I'm not afraid of any shame, but, lo, you screen your face."

"The next time," Pao-ch'ai felt impelled to interpose laughingly, "I convene a meeting, we'll have four themes for odes and four for songs; and each one of us will have to write four odes and four roundelays. The theme of the first ode will treat of the plan of the great extreme; the rhyme fixed being 'hsien,' (first), and the metre consisting of five words in each line. We'll have to exhaust every one of the rhymes under 'hsien,' and mind, not a single one may be left out."

"From what you say," Pao-ch'in smilingly observed, "it's evident that you're not in earnest, cousin, in setting the club on foot. It's clear enough that your object is to embarrass people. But as far as the verses go, we could forcibly turn out a few, just by higgledy-piggledy taking several passages from the 'Canon of Changes,' and inserting them in our own; but, after all, what fun will there be in that sort of thing? When I was eight years of age, I went with my father to the western seaboard to purchase foreign goods. Who'd have thought it, we came across a girl from the 'Chen Chen' kingdom. She was in her eighteenth year, and her features were just like those of the beauties one sees represented in foreign pictures. She had also yellow hair, hanging down, and arranged in endless plaits. Her whole head was ornamented with one mass of cornelian beads, amber, cats' eyes, and 'grandmother-green-stone.' On her person, she wore a chain armour plaited with gold, and a coat, which was up to the very sleeves, embroidered in foreign style. In a belt, she carried a Japanese sword, also inlaid with gold and studded with precious gems. In very truth, even in pictures, there is no one as beautiful as she. Some people said that she was thoroughly conversant with Chinese literature, and could explain the 'Five classics,' that she was able to write odes and devise roundelays, and so my father requested an interpreter to ask her to write something. She thereupon wrote an original stanza, which all, with one voice, praised for its remarkable beauty, and extolled for its extraordinary merits."

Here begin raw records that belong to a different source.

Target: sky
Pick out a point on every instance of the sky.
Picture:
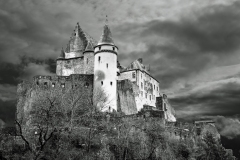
(192, 47)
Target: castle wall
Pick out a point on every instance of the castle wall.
(88, 62)
(148, 87)
(126, 97)
(105, 72)
(66, 67)
(29, 91)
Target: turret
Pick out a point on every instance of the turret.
(105, 68)
(89, 59)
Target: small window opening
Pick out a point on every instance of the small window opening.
(133, 75)
(165, 107)
(86, 84)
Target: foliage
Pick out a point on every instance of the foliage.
(61, 126)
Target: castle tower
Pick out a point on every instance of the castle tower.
(89, 59)
(105, 68)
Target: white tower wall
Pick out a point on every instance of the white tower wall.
(105, 74)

"My dear cousin," eagerly smiled Pao-yü, "produce what she wrote, and let's have a look at it."

"It's put away in Nanking;" Pao-ch'in replied with a smile. "So how could I at present go and fetch it?"

Great was Pao-yü's disappointment at this rejoinder. "I've no luck," he cried, "to see anything like this in the world."

Tai-yü laughingly laid hold of Pao-ch'in. "Don't be humbugging us!" she remarked. "I know well enough that you are not likely, on a visit like this, to have left any such things of yours at home. You must have brought them along. Yet here you are now again palming off a fib on us by saying that you haven't got them with you. You people may believe what she says, but I, for my part, don't."

Pao-ch'in got red in the face. Drooping her head against her chest, she gave a faint smile; but she uttered not a word by way of response.